Aside from the conversation with Guyon, Richard was also plagued by the speech he was expected to give. Katherine had been urging him to prepare a few comments about Claire and Paul’s first meeting, their engagement, their new lives together. Richard had spent hours writing down and scratching out phrase after phrase, trite saying after trite saying. He’d arrived at the club that evening with nothing written down, only a head full of vague notions of things he wanted to say, emotions he wanted to convey, ideas he somehow wanted to condense into words.
But then this debacle with the Lytles on their trip over from the hotel. Now he was rattled and standing outside and smoking what he hoped would be his last cigarette before dinner, his mind turning over the things he could say in front of this audience that would make some kind of lasting impression on the Lytles. He wanted to give them something to think about while they traveled back to the coast, where oak trees and dew-damp magnolias awaited them at the great plantation they’d managed to cling to in the years following the War Between the States. He wanted them to part with a clear idea of who his family was, what his town was, what his role in all of it was.
He squinted his eyes as if doing so could allow him to look into his own brain for any words that might be floating past the screen of his mind.
“When one thinks of today’s youth,” he whispered to himself. “When one thinks of today’s youth, it is easy to consider what one sees before him on the streets of a city or hears on the radio or learns of through rumor and assumption. But we must not, we cannot, confuse those youth with our own, these great young men and women who have gathered here tonight to celebrate the greatest young man and the greatest young woman I have ever known. These are the youth that a great state like ours and a great city like ours give rise to.” But he stopped when he considered that Paul was not from Gastonia or Gaston County, and Richard certainly wasn’t willing to invoke the grandeur of Wilmington or New Hanover County on a night like this after what the Lytles had seen.
He closed his eyes more tightly and blotted out the screen in his mind, the white light that had been thrown upon it slowly burning into a hot rage against Lytle. He opened his mouth and began again.

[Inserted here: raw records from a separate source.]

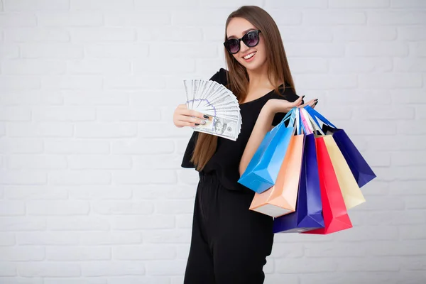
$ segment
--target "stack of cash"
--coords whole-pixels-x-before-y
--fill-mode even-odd
[[[184,80],[187,107],[209,116],[196,131],[236,141],[241,129],[241,116],[236,97],[223,84],[203,80]]]

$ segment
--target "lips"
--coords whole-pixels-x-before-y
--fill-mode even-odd
[[[256,55],[256,51],[253,51],[250,53],[248,53],[246,55],[245,55],[244,56],[243,56],[243,58],[244,58],[246,60],[253,58],[255,55]]]

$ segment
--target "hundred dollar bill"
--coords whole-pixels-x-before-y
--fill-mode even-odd
[[[209,116],[206,124],[192,127],[194,131],[216,135],[236,141],[241,130],[241,119],[234,120],[219,116]]]

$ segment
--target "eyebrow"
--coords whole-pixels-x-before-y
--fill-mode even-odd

“When I think of today’s youth, I do not think of what I see and hear. I’d be a fool to be so blind. No, I think of who and what I know, and I know the wonderful young men and women in this room tonight, so many of you from here in Gaston County, so many of you dear friends of Claire’s since her birth. And it’s such a pleasure for Claire’s future in-laws to have the chance to witness the best of what a city like ours has to offer.”
He was getting closer to what he wanted to say to the assembled crowd, what he wanted to say directly to George Lytle, a man whom Richard had seen only once before this evening. He’d met Paul a handful of times while he and Claire were courting. He’d found the young man shy, awkward, soft-spoken, and kind, somewhat provincial, but that was to be expected of any landed family from coastal North Carolina, where so much of the state’s power and former glory had once been seated.